10 WAYS TO LEAD THROUGH SERVANT LEADERSHIP
What makes a leader? Often, it is thought that a leader is someone who leads or commands a group, organization or country. That may be the definition of “leader,” but we all know that a simple description doesn’t tell the whole story. In our journey to become leaders in our organization, careers and life, it is important to focus on being servant-leaders.
“The servant-leader is servant first… It begins with the natural feeling that one wants to serve, to serve first. Then conscious choice brings one to aspire to lead. That person is sharply different from one who is leader first…” said Robert K. Greenleaf.
Read these 10 characteristics of a servant-leader and reflect on how you can become the best support for your peers in Alpha Gamma Delta and beyond:
- LISTENING You wait to share your thoughts and ideas, and you let others finish speaking. You give people your undivided attention and pay attention to their body language.

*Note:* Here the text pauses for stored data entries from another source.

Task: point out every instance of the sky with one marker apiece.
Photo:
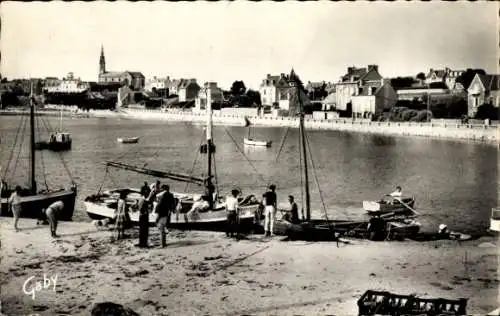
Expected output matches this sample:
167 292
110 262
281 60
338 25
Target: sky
228 41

- EMPATHY You strive to understand others’ viewpoints above your own.
- PERSUASION You aim to build consensus among your team. Your persuasions are not coercion or solely based on position or power. Persuasion is often viewed as manipulative. However, it can be a positive tool when used correctly.
- GROWTH You are committed to advancing the personal and professional development of your team members.
- BUILDING COMMUNITY You identify opportunities to have people work together to accomplish a goal and constantly remind people how their work contributes to the organization’s overall success.
- HEALING You search for wholeness and the potential to heal yourself, as well as others, so transformation and growth can happen.
- AWARENESS You have the capacity for self-examination and recognize yourself as an individual who is separate from the environment and other people.
- CONCEPTUALIZATION You bring big-picture visions to reality by looking at a problem or the organization, rather than just day-to-day tasks.
- FORESIGHT You use intuition when solving complex problems. You understand lessons from the past and the present and use those lessons to make decisions that affect the future.
- STEWARDSHIP You hold something in trust for others. You assume first and foremost a commitment to serving the needs of others.